Looking for the best scanners of 2020? We’ve got you covered, as on this page we’ve selected the best devices for home and office use.
Buying the best standalone scanner money can buy is still a wise investment for many people. Sure, there are some great all-in-one printers that can be used for scanning, but they just cannot compare to the best scanners that have been built for the specific purpose of digitally converting documents, photos and more.
If you work in a busy office that needs fast, high-quality, scanning, then you’ll want one of the best scanners we’ve listed right here.
So, if you’re in the market for one of the best scanners for your office or home, any of the scanners we’ve gathered up in this list will make sure you have a dependable and great-performing device.
You’ll also find our price comparison tool on this page, and it will automatically compare prices from a number of online retailers to make sure you get the very best deals when buying a new scanner.
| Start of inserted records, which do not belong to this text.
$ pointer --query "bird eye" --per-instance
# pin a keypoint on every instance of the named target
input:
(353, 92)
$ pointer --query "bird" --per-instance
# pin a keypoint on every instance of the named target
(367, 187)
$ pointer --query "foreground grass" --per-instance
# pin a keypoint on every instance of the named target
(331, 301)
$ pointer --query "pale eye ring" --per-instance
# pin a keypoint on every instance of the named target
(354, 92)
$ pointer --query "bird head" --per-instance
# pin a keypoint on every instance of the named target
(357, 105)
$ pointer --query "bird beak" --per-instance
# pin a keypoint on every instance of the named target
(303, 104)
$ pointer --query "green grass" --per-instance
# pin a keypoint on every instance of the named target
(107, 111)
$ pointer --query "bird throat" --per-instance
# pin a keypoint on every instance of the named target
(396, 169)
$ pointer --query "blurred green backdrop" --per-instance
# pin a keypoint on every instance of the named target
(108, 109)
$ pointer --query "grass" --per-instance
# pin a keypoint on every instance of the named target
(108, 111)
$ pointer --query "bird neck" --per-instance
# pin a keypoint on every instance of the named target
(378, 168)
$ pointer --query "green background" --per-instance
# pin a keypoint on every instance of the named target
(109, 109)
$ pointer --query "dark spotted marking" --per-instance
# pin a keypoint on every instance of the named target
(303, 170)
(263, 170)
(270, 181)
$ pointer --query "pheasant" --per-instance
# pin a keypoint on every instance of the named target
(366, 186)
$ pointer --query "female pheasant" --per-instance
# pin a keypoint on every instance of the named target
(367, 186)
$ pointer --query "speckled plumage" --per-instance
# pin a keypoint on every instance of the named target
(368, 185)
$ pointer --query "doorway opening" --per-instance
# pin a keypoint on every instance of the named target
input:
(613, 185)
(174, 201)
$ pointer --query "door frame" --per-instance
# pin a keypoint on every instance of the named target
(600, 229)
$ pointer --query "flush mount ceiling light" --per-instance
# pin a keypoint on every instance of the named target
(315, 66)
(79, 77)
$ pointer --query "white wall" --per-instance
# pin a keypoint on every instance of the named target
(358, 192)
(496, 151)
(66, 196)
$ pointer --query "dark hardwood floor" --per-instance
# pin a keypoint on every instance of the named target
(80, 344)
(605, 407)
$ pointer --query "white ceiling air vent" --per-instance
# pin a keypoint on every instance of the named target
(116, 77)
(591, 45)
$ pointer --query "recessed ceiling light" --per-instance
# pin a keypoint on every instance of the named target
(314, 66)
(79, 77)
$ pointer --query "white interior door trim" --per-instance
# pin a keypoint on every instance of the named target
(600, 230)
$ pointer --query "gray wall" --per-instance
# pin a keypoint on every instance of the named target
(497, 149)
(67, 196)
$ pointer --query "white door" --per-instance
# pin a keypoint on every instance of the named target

Document scanners are all about being able to process large amounts of documents in a trustworthy, seamless and intuitive fashion, and being able to integrate the information collected in existing document management systems. You’re almost certainly looking at a sheet-fed scanner rather than a flatbed one, and there are plenty of models on the market to fit most needs including, at the very high-end, devices that can scan A3 sheets and perform 30,000 scans per day.
The Panasonic KV-S1027C represents an ideal middle ground in that it’s fairly affordable but delivers the sort of performance you’d expect from a more expensive model. It scans up to 45 pages per minute, has a USB 3.0 port and can scan anything from embossed ID cards to passports. Add in a 100-sheet ADF, integrated ISIS/WIA/TWAIN drivers and a three-year warranty as standard and you have a pretty compelling offering.
Flatbed scanners are the only way to go should you want a versatile unit to scan photos at high resolution, and the Canoscan 9000F Mark II ticks all the right boxes. It might be three-years-old but like the scanner market in general, there hasn’t been a lot of meaningful innovation in this particular arena.
The 9000F offers a scanning resolution of up to 9600×9600 dpi for film/slides and a quarter of that for photo and documents, all at 48-bit. It can handle negatives and filmstrips thanks to a built-in adaptor. It doesn’t require warm-up time and can also scan straight to a number of cloud-based services. It might be a tad bigger than its cousins (many of which would be using CMOS rather than CCD technology) but features like FARE (Film Automatic Retouching and Enhancement) will more than make up for that.
The most important feature in a network scanner is the presence of an Ethernet port. Many high-end document scanners will have one by default since they’re expected to service more than one person. The better models will offer a fast scanning speed coupled with integrated drivers, high daily duty cycles, the ability to scan to multiple destinations and a decent size document sheet feeder.
The Epson Workforce DS-860N offers all this and more – there’s a five-year warranty as default, and the ability to scan oversized folded documents (e.g. A3). It can scan at up to 65 pages per minute at a resolution of up to 600 dpi, with a daily duty cycle of 6,000 sheets. Two other smart features include colour enhance or colour dropout which either highlights or removes a particular colour from the scanned document.
SMBs must be flexible, and the same is true for the office equipment they use, which is why the ideal scanner for a small business may well be one that combines scanning, printing and, more often than not, faxing. Purists might not agree, but a single unit that can handle all these essential business functions is often a better option than having dedicated devices, especially if you are a one-man-band or a small team.
The HP Officejet 7612 is near that sweet spot: it copies, scans and faxes, has an Ethernet port and offers Wi-Fi, scans up to A3 size (and to several destinations) and doesn’t cost the Earth. Users will love the fact that it supports both Mac and Linux, and that it sports a large touchscreen control panel.
A portable scanner is all about compromises – you swap the convenience of having a large flatbed area for mobility. The best models will do duplex scanning (the ability to scan both sides of a sheet), scan more than one page at a time, offer macOS and Windows compatibility and a decent software package. Optionally, they can be battery-powered, offer Wi-Fi and the ability to scan to the cloud.
The ADW-1600W from Brother fits the bill in terms of cramming features in – despite its diminutive size, this device sports an LCD touchscreen, a 20-sheet automatic document feeder (ADF), and can scan up to 18 pages per minute. It also comes with built-in TWAIN and ISIS drivers, a USB port and Wi-Fi connectivity. Surprisingly, it even supports Linux and has a clever slot allowing you to scan plastic IDs.